The source material contrasts this with lignite-heavy systems in parts of the Western Balkans that can raise output materially in dry years but face constraints from mine deliverability and unit availability. It states that market outcomes depend on how many tonnes can be delivered to boilers without logistics failure and how many hours older units can run without forced outages once dispatch intensity rises. Thermal output forecasting is therefore linked directly to coal supply conditions.
Lignite stockpiles influence scarcity frequency and cross-border spreads
The source material describes coal mining supply as an indicator for market conditions in 2026: when lignite systems enter with weak stockpiles, high strip-ratio stress, or maintenance backlogs, the probability that thermal can fully substitute for hydro shortfalls declines. It says this shows up through wider forward spreads, higher scarcity-hour pricing, and greater reliance on imports priced at EU-linked marginal costs rather than through an abstract risk premium alone.
If mine-to-plant logistics remain stable, lignite systems are described as suppressing import dependence during dry periods by reducing the number of hours clearing at the gas-plus-CO2 floor. The trading implications are presented through spread structures rather than single-price targets. These structures include seasonal hydro-to-thermal spreads, intraday ramp spreads tied to solar output patterns, and cross-border congestion spreads when interconnectors bind.
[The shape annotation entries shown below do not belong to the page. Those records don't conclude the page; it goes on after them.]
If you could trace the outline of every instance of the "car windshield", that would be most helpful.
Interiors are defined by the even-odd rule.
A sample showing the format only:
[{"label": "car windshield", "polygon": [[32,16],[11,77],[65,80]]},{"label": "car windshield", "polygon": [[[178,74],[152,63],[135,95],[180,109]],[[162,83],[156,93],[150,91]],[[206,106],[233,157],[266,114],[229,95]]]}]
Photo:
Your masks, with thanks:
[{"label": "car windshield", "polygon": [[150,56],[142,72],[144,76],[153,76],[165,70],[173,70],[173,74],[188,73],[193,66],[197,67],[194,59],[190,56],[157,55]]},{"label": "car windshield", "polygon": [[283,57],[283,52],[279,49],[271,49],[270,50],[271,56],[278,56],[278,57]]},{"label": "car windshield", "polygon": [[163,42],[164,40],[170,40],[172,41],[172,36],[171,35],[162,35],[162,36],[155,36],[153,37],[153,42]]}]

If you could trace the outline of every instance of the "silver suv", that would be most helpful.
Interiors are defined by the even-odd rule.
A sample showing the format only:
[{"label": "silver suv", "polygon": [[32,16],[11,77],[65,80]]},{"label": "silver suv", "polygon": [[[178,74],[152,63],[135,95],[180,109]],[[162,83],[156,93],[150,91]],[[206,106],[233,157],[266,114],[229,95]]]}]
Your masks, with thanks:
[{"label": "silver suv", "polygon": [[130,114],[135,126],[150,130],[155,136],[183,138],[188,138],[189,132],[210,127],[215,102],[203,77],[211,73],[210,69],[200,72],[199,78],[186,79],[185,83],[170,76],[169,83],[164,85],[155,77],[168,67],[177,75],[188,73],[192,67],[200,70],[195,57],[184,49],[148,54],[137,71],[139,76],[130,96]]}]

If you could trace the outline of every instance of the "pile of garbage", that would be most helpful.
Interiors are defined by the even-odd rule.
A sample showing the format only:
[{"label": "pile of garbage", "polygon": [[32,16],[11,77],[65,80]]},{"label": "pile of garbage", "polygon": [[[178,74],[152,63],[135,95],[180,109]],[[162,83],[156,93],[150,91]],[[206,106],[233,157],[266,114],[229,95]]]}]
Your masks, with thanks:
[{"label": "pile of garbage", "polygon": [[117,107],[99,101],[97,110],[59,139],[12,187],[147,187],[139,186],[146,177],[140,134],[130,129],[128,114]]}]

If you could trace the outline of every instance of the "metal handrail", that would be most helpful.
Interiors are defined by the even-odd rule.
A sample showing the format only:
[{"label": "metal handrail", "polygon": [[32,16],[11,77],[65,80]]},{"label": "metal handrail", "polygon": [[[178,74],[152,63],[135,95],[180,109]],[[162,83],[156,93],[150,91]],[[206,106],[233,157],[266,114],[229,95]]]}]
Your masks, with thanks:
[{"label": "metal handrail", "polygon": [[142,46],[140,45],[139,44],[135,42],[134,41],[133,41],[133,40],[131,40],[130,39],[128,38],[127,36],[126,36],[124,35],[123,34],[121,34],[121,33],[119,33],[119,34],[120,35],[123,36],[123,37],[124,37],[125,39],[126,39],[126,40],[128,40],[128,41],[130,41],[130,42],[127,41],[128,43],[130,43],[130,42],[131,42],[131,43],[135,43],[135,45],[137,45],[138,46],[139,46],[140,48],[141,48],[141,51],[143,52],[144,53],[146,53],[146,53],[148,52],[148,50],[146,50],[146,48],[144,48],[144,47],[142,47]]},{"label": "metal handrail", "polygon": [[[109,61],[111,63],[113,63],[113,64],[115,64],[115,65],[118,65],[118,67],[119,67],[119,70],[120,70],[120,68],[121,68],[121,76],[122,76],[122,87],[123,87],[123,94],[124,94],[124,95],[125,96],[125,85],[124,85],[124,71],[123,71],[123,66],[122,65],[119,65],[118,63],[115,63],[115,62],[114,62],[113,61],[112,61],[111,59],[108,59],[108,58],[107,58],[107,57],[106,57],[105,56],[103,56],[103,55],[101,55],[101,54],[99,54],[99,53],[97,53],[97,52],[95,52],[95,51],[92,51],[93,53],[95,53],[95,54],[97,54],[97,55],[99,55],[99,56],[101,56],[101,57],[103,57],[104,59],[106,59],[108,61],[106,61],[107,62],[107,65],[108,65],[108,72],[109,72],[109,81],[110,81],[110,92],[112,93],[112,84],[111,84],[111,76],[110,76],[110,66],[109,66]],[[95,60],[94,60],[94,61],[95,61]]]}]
Seasonal, intraday ramp, and congestion spreads in 2026 trading
The first spread structure described is a hydro-to-thermal seasonal spread: buying summer baseload when hydro conditions are rich and selling winter baseload when hydro flexibility weakens and heating demand raises peak risk. The second is an intraday ramp spread designed around evening ramp premiums in solar-heavy zones where solar collapses late afternoon and thermal or imports fill the gap. The source material says this pattern becomes more valuable when CO2 levels are high.
The third spread structure described involves cross-border congestion spreads between Balkan zones when interconnectors bind. It highlights dry hydro periods when multiple countries are simultaneously short, describing marginal pricing as set by the most constrained import path rather than by the cheapest generator available in isolation across zones.
Forward indicators combine CO2 expectations, gas levels, and early hydrology signals
The source material presents policy-relevant implications tied to whether hydro remains normal alongside gas staying near its forecast band of about €30/MWh. If either variable breaks upward—gas spikes or hydro fails—it describes import prices in tight hours converging toward outcomes of €120–160/MWh, attributing this to a persistent high thermal floor from CO2 levels. For heavy industry it links this setup to higher probabilities of margin compression during winter and summer drought episodes.
The forward indicator set for 2026 trading is described as interactions among CO2 expectations, gas forward levels, and early-season hydrology signals rather than a single price forecast. With CO2 forecasts averaging around €83–91/t and plausible tests of €100/t, even a moderate gas year is described as producing a relatively high thermal floor during scarcity hours. Under this framework, hydro availability and coal mining reliability are presented as decisive factors determining whether SEE clears on that floor occasionally or more frequently throughout 2026.